# Rubik's Cube in different languages



## souljahsu (Nov 26, 2010)

Post below if you know how to say Rubik's Cube in a language that's not already in the list. I will add to the list.

Please don't use Google Translate.

How to say "Rubik's Cube" in different languages:

Chinese(Simplified) - 魔方
Chinese(Traditional) - 魔術方塊
English - Rubik's Cube
Gaelic - Ciúb Rubik's
German - Zauberwürfel
Hungarian - Rubik kocka
Japanese - ルービックキューブ
Spanish - Cubo Rubik
Swedish - Rubiks kub
Vietnamese - Khối lập phương Rubik


----------



## bluecloe45 (Nov 26, 2010)

lolben: eroobic cyoob


----------



## blade740 (Nov 26, 2010)

Rubik kocka in hungarian.


----------



## Ranzha (Nov 26, 2010)

Is it Zauberwürfel in German, or am I mistaken?


----------



## StachuK1992 (Nov 26, 2010)

Wouldn't one merely need to know what "cube" was?
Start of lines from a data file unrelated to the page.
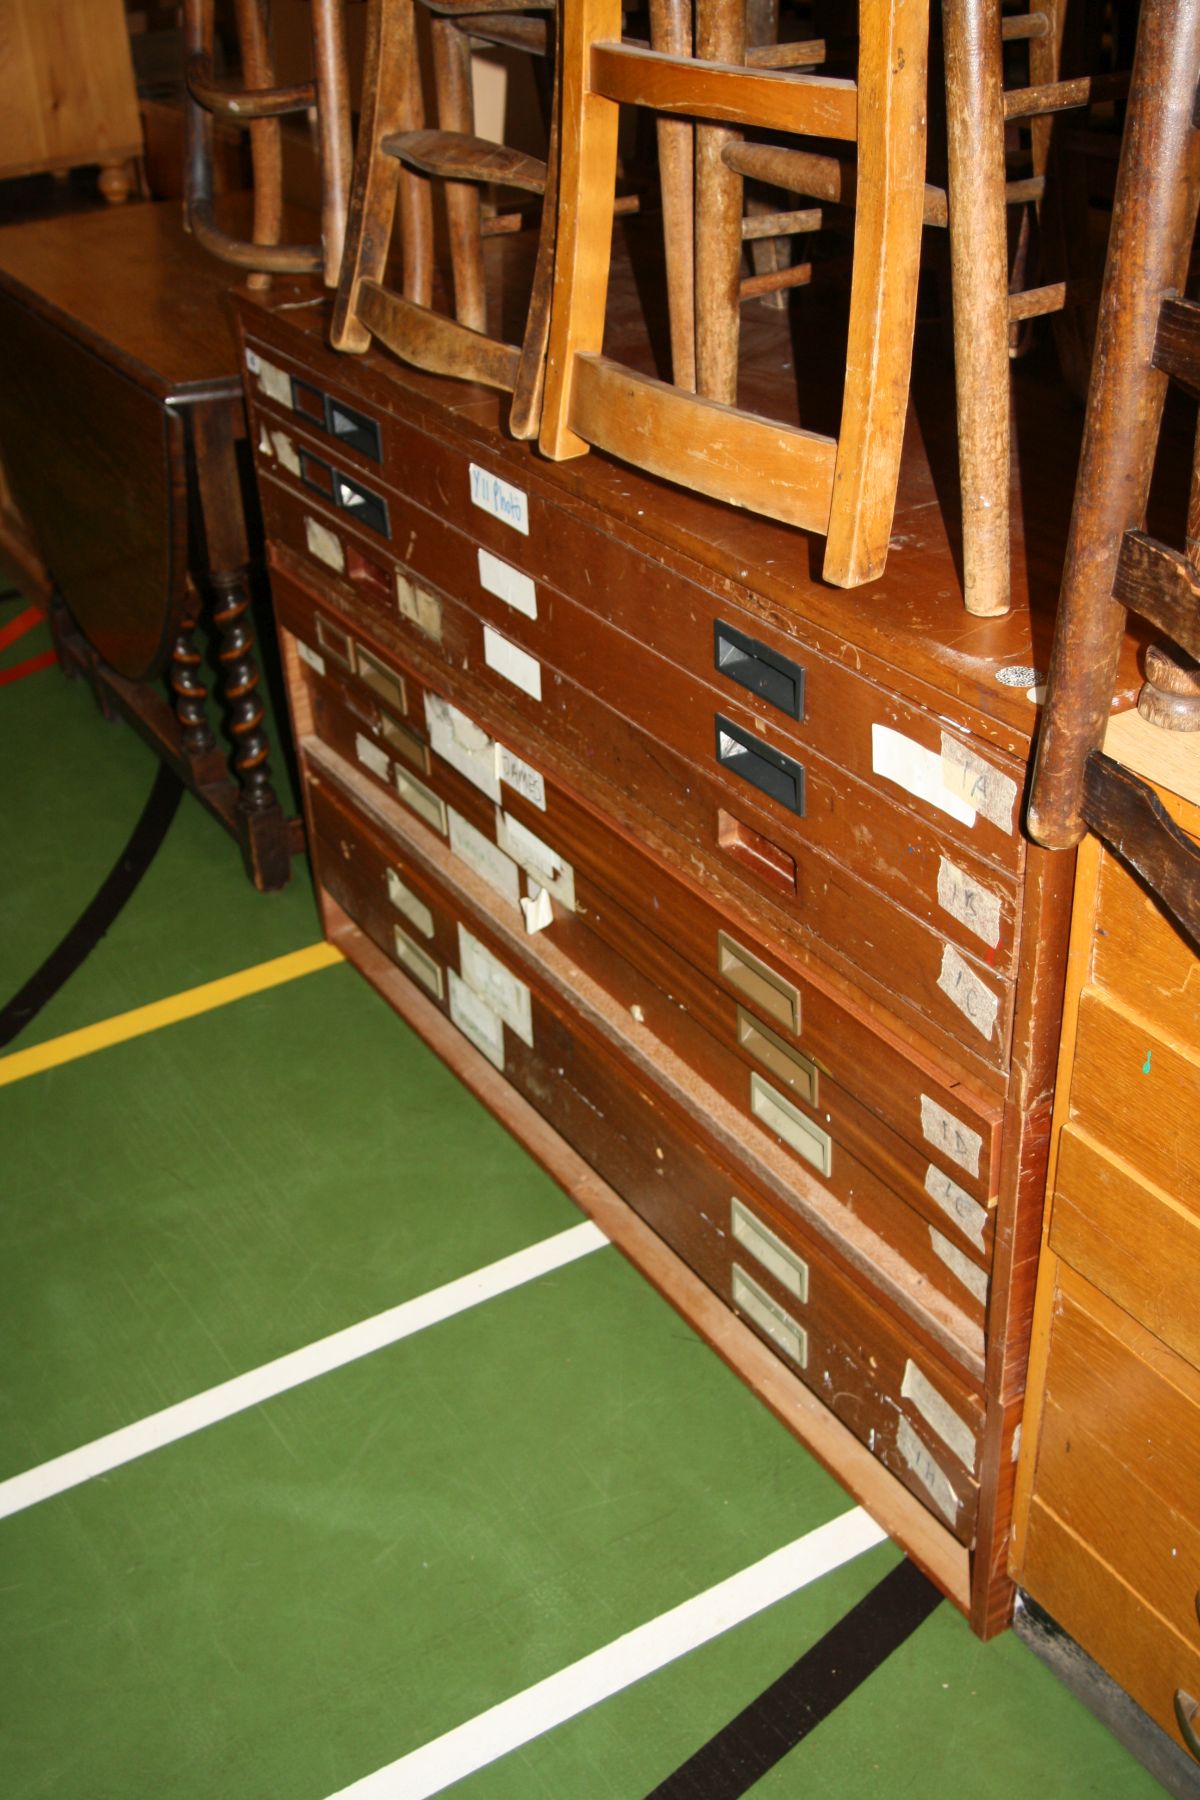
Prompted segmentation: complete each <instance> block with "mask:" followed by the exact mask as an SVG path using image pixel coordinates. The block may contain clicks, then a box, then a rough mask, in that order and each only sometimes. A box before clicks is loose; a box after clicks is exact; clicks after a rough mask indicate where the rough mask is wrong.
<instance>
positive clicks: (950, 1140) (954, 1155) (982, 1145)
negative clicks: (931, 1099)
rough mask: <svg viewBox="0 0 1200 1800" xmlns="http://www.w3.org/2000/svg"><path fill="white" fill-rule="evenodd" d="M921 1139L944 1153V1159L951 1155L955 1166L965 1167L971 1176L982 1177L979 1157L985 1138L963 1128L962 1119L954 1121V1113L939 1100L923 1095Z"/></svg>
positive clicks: (970, 1130)
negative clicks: (958, 1165)
mask: <svg viewBox="0 0 1200 1800" xmlns="http://www.w3.org/2000/svg"><path fill="white" fill-rule="evenodd" d="M921 1136H923V1138H925V1141H927V1143H932V1145H934V1148H936V1150H941V1154H943V1156H948V1157H950V1161H952V1163H957V1165H959V1168H964V1170H966V1174H968V1175H979V1157H981V1154H982V1148H984V1139H982V1138H981V1136H979V1132H977V1130H972V1129H970V1125H964V1123H963V1120H955V1116H954V1112H946V1109H945V1107H939V1105H937V1102H936V1100H930V1098H928V1094H921Z"/></svg>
In which case, this is kinda silly.
The possessional "Rubik's" shouldn't really be a variable, so a simple alteration of one word doesn't seem much more than trivial.


----------



## r_517 (Nov 26, 2010)

魔方 in Chinese (Simplified) / Mandarin
魔術方塊 in Chinese (Traditional) / Taiwan
扭計骰 in Chinese (Traditional) / Hongkong
Ciúb Rubik's in Gaelic


----------



## Lucas Garron (Nov 26, 2010)

StachuK1992 said:


> Wouldn't one merely need to know what "cube" was? In which case, this is kinda silly.
> The possessional "Rubik's" shouldn't really be a variable, so a simple alteration of one word doesn't seem much more than trivial.


See Ranzha.

Wiki page, anyone? I would make it, but I don't know the best format to use. (General translation page? One just for the cube? Put it on some existing page? A new page on linguistics?)


----------



## TiLiMayor (Nov 26, 2010)

Cubo Rubik - Spanish


----------



## chickenfly34 (Nov 26, 2010)

Khối lập phương Rubik - Vietnamese


----------



## Sa967St (Nov 26, 2010)

ルービックキューブ - Japanese
pronounced "roo-bee-ku-kyu-bu"


----------



## anders (Nov 26, 2010)

Swedish: Rubiks kub


----------



## Lucas Garron (Nov 26, 2010)

Here's a suggestion: Record pronunciations.


----------



## Ranzha (Nov 26, 2010)

Lucas Garron said:


> Here's a suggestion: Record pronunciations.


 
This.

Notation + phonation = happy translation.


----------



## UnsolvedCypher (Sep 4, 2014)

Russian: Кубик Рубика or кубик-рубик (kubik rubika or kubik-rubik)


----------



## ruwix (Dec 20, 2015)

In summary: 

_Source of the image Rubik's Cube memes, funny images_


----------



## ollicubes (Dec 20, 2015)

Finnish: Rubikin kuutio


----------



## kindard_ (Dec 10, 2016)

In Thai, they just say "รูบิค" (Rubik).


----------



## DevX (Dec 26, 2016)

In Hindi/Marathi/(almost all languages which use Devnagari (देवनागरी) Script ) : 
रुबिक्स क्यूब
Pronunciation:
Rubik's Cube

Most the words derived from english don't have any 'Translated' version in Hindi/Marathi. Even If there exists, Generally the original english noun is used normally as it has become widely accepted.

Example:
Cell phone
In Hindi/Marathi : भ्रमणध्वनी
Pronunciation: Bhru-mun-Dhvā-nee
(Pronounce u /un as in 'un'known and ā as in gamm'a' and nee as knee )

Cheers!


----------



## Meneghetti (Dec 26, 2016)

In Brazilian Portuguese we say "Cubo Mágico", which is literally Magic Cube.


----------



## Parham Saeednia (Dec 26, 2016)

It is مکعب روبیک in persian which is pronounced moka'ab-e-rubik


----------



## tnk351 (Mar 24, 2018)

Roobeekeszz kyoobbe in gibberish.


----------



## orip (Feb 3, 2021)

In Hebrew it's
קוביה הונגרית
pronounced "kubiya hungarit" and meaning "Hungarian cube"


----------